The functions "integrate.quad" in python and "integral",'integrate' in R give erroneous results


I need to evaluate several integrals, and I am using the normal(0,1) density to test out.

In python

import scipy.integrate as integrate
import scipy.stats
import numpy as np

def integrand(x):
    return scipy.stats.norm(0, 1).pdf(x)

print integrate.quad(integrand, -float('inf'), 0)
print integrate.quad(integrand,-np.inf,100)

(0.4999999999999999, 5.089095674629994e-09)

(0.0, 0.0)

I was very puzzled by the fact that the computer calculated the integral correctly for the range (-inf,0), but completely missed (-inf,100) (which should be close to 1). Therefore, I tried the following in R

integrate(dnorm,-Inf,0)

0.5 with absolute error < 4.7e-05

integrate(dnorm,-Inf,100,abs.tol=0L)

0 with absolute error < 0

library(pracma)
integral(dnorm,-Inf,0)

[1] 0.5

integral(dnorm,-Inf,100,abstol=0)

[1] 0

What on earth is going on? What adaptive method should I use?


Solution

  • Looking up the QAGI and QAGS algorithms, it appears that the following is happening:

    1. The domain xϵ(-inf,b] is being mapped from t by the transformation x=b-(1-t)/t so that the integral can be evaluated over tϵ(0,1]. See the specs here.

    2. The adaptive quadrature algorithm is being used to evaluate the integral. Passing limit=1 into your scipy code produces the message "The maximum number of subdivisions (1) has been achieved." Passing limit=2 does not produce this message. This suggests that in Step 4 of the algorithm, the estimate of the integral, Q, and the estimate of the error, ε, are equal.

    3. This presumably happens because the there are no significant points used in the estimate.

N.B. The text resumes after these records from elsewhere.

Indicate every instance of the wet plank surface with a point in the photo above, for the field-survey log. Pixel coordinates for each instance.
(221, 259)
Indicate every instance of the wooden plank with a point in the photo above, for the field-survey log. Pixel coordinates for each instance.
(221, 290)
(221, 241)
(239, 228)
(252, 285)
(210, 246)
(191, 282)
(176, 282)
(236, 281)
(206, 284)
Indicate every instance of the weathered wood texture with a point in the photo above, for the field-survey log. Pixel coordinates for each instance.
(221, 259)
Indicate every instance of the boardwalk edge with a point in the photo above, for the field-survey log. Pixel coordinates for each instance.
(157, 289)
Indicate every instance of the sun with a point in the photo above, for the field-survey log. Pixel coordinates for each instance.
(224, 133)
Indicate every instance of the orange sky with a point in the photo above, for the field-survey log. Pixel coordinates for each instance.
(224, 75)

Using 21 evenly spaced points in the interval for tϵ(0,1] yields x-values that range from 80-100 (approximately). All of these values are very close to 0. The values used in the algorithm are not evenly spaced per this page, but presumably a similar result is achieved.

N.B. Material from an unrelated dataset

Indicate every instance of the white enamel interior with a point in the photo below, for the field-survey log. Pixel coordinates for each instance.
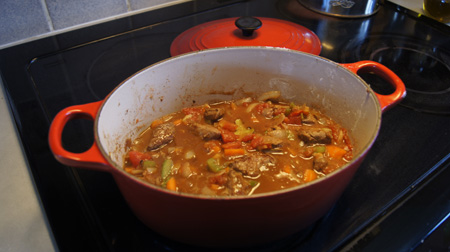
(231, 73)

    So, in summary, the mapping from (-inf,100] to (0,1] is skewing the values sampled in the estimate for the integral toward the end-point of x=100. Since the normal distribution pdf is effectively zero here, the algorithm doesn't know that it's missing the area near x=0 where the distribution is non-zero, so it never sub-divides to improve accuracy.

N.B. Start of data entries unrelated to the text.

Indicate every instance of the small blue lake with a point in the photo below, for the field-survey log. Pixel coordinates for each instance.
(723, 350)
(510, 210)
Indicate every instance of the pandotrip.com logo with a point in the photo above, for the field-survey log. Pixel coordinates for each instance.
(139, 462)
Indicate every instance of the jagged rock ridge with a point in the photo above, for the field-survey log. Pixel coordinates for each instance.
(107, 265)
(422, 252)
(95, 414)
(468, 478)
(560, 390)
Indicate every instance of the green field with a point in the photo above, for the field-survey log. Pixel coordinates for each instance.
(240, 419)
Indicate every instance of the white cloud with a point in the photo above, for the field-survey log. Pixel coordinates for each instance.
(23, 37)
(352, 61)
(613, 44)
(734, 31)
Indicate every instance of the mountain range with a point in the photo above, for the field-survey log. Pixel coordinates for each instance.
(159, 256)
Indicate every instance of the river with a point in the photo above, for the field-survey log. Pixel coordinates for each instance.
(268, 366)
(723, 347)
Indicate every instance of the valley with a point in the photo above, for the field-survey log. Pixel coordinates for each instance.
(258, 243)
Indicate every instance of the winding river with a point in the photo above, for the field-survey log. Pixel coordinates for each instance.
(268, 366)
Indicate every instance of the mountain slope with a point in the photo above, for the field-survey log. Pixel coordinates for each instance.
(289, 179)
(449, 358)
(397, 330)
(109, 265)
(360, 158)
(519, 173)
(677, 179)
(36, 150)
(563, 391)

    Also, scipy and R use the same algorithm, so it makes sense that they produce the same results.

    If you integrate from -100 to 100, the midpoint 0 will be an evaluation point, which allows the algorithm to function as intended. But, the if you integrate from -1000 to 100, the algorithm misses any significant points again and you end up with an integral of 0.